The management page shows a real-time activity log of all scaling events:

ColumnDescription
TimeWhen the event occurred
ActionScale Up (green), Scale Down (yellow), or Error (red)
MetricThe metric reading that triggered the action (e.g., CPU 85%)
InstanceThe instance created or destroyed (clickable link)
MessageHuman-readable description of what happened

Activity logs are retained for 30 days and then automatically cleaned up.


Instances

The instances section shows all instances currently managed by the scaling group, with status and creation time. From here you can:

  • Manage (cog icon) -- Navigate to the instance's full management page
  • Destroy (trash icon) -- Remove a specific instance from the group
info

If you manually destroy an instance and the count drops below the minimum, the system will automatically create a replacement.


Billing

Instances in a scaling group are billed identically to regular Cloud Service instances -- hourly charges based on the selected plan. There is no additional charge for the scaling group itself.

Costs scale linearly: if your group scales from 2 to 5 instances, you pay for 5 instances.

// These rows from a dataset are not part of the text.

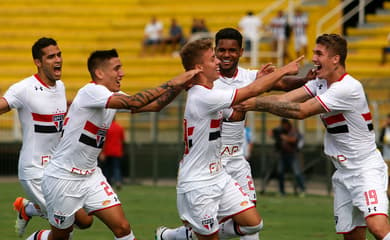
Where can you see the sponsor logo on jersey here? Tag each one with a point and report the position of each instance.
(208, 222)
(95, 141)
(56, 119)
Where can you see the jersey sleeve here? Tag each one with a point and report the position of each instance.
(227, 112)
(339, 97)
(95, 96)
(311, 87)
(15, 96)
(219, 99)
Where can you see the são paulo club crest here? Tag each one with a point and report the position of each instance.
(100, 136)
(58, 121)
(208, 222)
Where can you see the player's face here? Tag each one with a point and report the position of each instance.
(228, 52)
(210, 65)
(112, 74)
(325, 62)
(50, 65)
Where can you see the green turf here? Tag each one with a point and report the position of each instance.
(148, 207)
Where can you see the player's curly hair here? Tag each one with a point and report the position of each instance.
(40, 44)
(336, 44)
(228, 33)
(192, 52)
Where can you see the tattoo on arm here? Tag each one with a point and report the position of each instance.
(283, 109)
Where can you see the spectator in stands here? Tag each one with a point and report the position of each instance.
(299, 27)
(112, 154)
(199, 29)
(286, 138)
(384, 140)
(385, 51)
(360, 179)
(249, 26)
(152, 36)
(41, 104)
(280, 33)
(176, 37)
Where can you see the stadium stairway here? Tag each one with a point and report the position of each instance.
(81, 27)
(364, 57)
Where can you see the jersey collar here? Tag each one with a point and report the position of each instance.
(40, 80)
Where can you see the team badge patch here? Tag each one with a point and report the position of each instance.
(58, 121)
(208, 222)
(100, 136)
(106, 202)
(59, 219)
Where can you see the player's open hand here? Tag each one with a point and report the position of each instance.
(266, 69)
(311, 74)
(292, 68)
(245, 106)
(186, 78)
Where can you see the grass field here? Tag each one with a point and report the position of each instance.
(148, 207)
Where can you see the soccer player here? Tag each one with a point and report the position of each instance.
(360, 180)
(228, 50)
(207, 196)
(72, 180)
(41, 104)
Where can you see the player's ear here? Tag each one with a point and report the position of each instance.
(37, 62)
(336, 59)
(199, 66)
(99, 73)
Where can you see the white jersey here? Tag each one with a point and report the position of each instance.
(349, 138)
(201, 165)
(87, 123)
(233, 132)
(41, 109)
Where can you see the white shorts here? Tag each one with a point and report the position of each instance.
(33, 190)
(204, 208)
(300, 42)
(358, 195)
(240, 170)
(64, 197)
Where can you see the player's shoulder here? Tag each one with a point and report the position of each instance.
(349, 82)
(24, 82)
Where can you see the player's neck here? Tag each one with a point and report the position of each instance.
(336, 75)
(229, 73)
(46, 81)
(204, 81)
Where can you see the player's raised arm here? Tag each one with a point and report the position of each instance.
(266, 82)
(4, 107)
(155, 99)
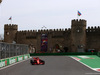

When it scales back down, billing stops for the removed instances.


Troubleshooting

Instances not being created

  • Verify the scaling group status is Active (not Paused)
  • Check that your account has sufficient credit balance
  • Verify the location has available hypervisors with enough resources
  • If using a private VPC subnet, ensure a NAT gateway is attached

Scale up not triggering

  • Confirm at least one scaling policy is enabled
  • Check that the average metric exceeds the scale-up threshold
  • The cooldown period may not have elapsed since the last scale-up
  • Review the activity log for error entries

Instances created but not accessible

  • New instances take a minute or two to boot and apply cloud-init
  • If using a load balancer, check that health checks are passing
  • Verify the VPC subnet has available IPs

"No hypervisors available"

All hypervisors in the location are at capacity. Contact your provider about adding more compute resources.